Kuyucaklı Yusuf Kitabında Geçen Özlü Sözler

 

Kuyucaklı Yusuf Kitabında Geçen Özlü Sözler


Yusuf ile Muazzez'in aşkı etrafında gelişen eser, romantik felsefeden kaynaklanan zengin ve fakir, zalim ve mazlum, saf olanla yozlaşmış olan, doğal hayat ve yapay hayat, köy ve kent, medeniyet ve tabiat arasındaki zıtlıkları anlatan güzel bir eserdir. Okunması gereken, insanı etkisi altına alan bir kitaptır. Aslında yaşamın gerçeklerini, haksızlıkları, güçlü olanın yanında yer alma, mazlum olanın parası olmadığı için hakkının da olmadığı, insanların gücün yanında olduğunu  anlatan anlatan duygu dolu bir kitaptır.


Kuyucaklı Yusuf kitabında geçen özlü sözler şunlardır:


“Hiç geçmeyen, hiç unutulmayan şeyler var. Ölünceye kadar insanın sırtından atamayacağı şeyler var...”

"Kendini halinden şikayet etmeye alıştırma! Ömrünün sonuna kadar dövünsen de bu hayatın cefâsı tükenmez."

“İçindeki bütün yıkıntılara, bütün kederlere rağmen başını yere eğmek istemiyordu. Matemini ortaya vurmadan tek başına yüklenecek ve yeni bir hayata doğru yürüyecekti...”

“Bir zamanlar ben de başka türlü düşünüyordum her şeyi aklımla halletmeye kalkıyordum. Fakat artık dünyada bir tek şeye inanıyorum, o da tecrübe...”

“Parası olanın ırzı da tamam, namusu da!”


"Madem ki hiçbir şeyi değiştirmeye iktidarı yoktu, her şey evvelden çizilen bir yolda yürüyecekti o halde aklı başında bir insan, olanları tebessümle seyredip sırasını beklemeliydi."

"Az şeyler çekmemişsin sen, küçük!" dedi, "fakat her şey geçer. Her şey unutulur. Kendini bir felaketin içinde kaybetmenin manası yoktur. İnsan, birazcık da kalender olmalıdır!"

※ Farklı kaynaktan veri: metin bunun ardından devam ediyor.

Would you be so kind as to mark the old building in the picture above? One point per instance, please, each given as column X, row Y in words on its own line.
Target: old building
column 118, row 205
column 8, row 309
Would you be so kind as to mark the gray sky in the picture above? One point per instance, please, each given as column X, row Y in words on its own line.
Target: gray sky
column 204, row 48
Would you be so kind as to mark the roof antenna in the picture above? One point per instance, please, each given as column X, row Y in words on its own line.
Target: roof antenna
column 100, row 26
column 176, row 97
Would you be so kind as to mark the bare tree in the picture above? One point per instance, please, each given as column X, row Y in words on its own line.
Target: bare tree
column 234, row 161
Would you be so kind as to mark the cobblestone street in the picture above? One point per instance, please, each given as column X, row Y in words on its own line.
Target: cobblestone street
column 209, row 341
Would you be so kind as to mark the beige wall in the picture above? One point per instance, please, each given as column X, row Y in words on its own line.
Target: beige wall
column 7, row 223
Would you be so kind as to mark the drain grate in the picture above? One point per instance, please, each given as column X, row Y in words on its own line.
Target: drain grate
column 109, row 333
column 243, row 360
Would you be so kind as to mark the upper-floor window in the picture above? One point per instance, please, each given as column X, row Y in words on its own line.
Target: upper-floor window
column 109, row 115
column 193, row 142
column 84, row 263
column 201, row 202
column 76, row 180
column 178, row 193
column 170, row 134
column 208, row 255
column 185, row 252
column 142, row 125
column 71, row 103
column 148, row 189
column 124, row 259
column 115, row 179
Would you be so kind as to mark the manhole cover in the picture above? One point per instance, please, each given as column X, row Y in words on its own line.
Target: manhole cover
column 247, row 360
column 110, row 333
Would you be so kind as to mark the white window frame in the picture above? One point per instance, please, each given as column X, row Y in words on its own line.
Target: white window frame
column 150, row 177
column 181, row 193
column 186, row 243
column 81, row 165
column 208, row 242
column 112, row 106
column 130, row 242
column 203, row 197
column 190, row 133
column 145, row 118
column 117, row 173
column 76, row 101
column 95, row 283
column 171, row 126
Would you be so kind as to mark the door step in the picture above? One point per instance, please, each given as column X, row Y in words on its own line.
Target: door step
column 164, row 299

“Zaten bir felakete sakin ve soğuk kanlı tahammül edenlerin manzarası, o felaket için ağlayıp çırpınanların manzarasından çok daha korkunç ve ezicidir.”

Ama insan derdinin üstüne kapanıp oturursa deli olur.

Bende etten ve sinirden yapılmış bir mahlukum. Bana da biraz acıyın canım!

 

“Niçin durup dururken yalan söylemek ihtiyacını duyuyorlardı?”

“İki insanım birbiriyle karşılaşması kadere, tanıştıktan sonra yan yana kalmaları ise onların gayretine bağlıdır..”

“O gelmez artık!'' dedi. ''Nereden biliyorsun?'' dedim. ''Gidişinden belliydi!'' dedi.”

Evde meram anlatmaya asla imkan olmayan, seviyesi, ahlak telakkisi, dünyayı görüşü ve itiyatları büsbütün ayrı bir mahlukla daimi bir beraberlik;  insanı dış hayatta da bedbin yapar ve bütün insanlardan şüpheye düşürür.

"Yaramın nerede olduğunu bilmiyorum. Yalnız bir yerlerim acıyor. Çok acıyor."

”Her şeyin Allah’ın isteğiyle olduğu bu alem bir aynadır ve Muhammed’in aynasından daima Allah görünür.”

"Satın alınamayan şeyleri severim ben. Deniz gibi, gökyüzü gibi, ay ve güneş gibi, sevgi gibi.”